The battered old suitcase is not leather, but of solid enough material, with metal corners and a handle that still holds its weight and contents, which are more than clothing and less than groceries.

It is a case that has no place, so it is routinely stored in remote regions of the many houses I have lived in, only just out of reach of damp and vermin.

It contains my long dead maternal grandfather’s papers; the detritus not merely of a man, but an age of still powerful, even if declining Empire, with enough time left in it to claim his whole career, just.

It is hard to open this case, for the old man I knew was not a pleasant character; bitter, marginalized and a maliciously spiteful bully of my long suffering mother, who put up with him after her sister threw him out.

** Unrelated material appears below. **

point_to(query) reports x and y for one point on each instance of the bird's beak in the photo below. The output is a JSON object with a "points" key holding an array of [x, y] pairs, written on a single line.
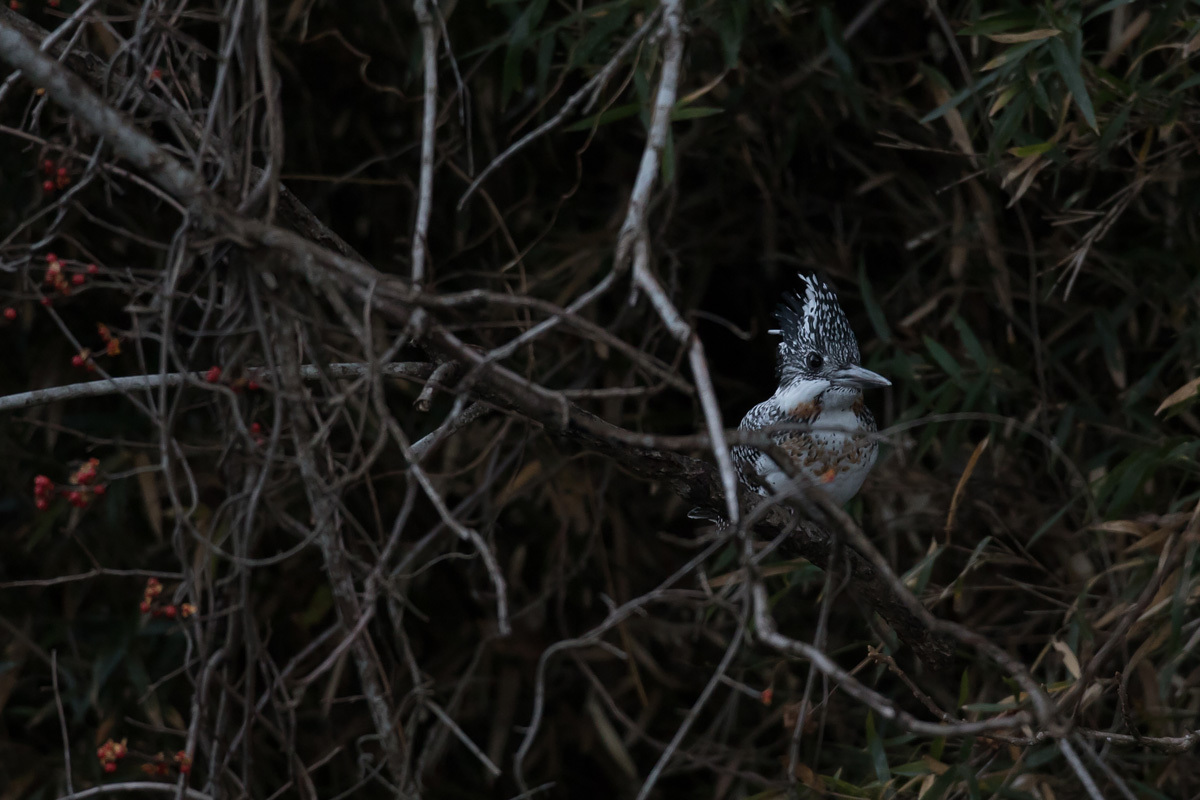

It is a hard to open this case because it holds a life much of whose point was lost when the serried ranks of global bureaucrats, businessmen, missionaries and armed servicemen were driven back to their little islands in the North Sea, not long after the last World War

It is a hard to open this case because there is at least a year’s work just to read the meticulous, spidery, yet often indecipherable script, on subjects as diverse as his accounts, letters to his family, reports to government instrumentalities, business agreements and finally, his querulous claims for government compensation, for property expropriated by the Egyptians after Suez.

It is a hard case, open or shut, as it reproaches me every time I heave it from one place to another.  It indignantly demands that I do my duty; that I owe it to my immediate family, to my descendants and to the world to sort and analyze its contents, and put the acts that it records into some sort of context, which will in some measure, tell those who follow me where they come from.

Here, in this case is a piece of history waiting to be told and I like to pretend to myself that I am some sort of historian.  Liar!  Time Thief! History Denier!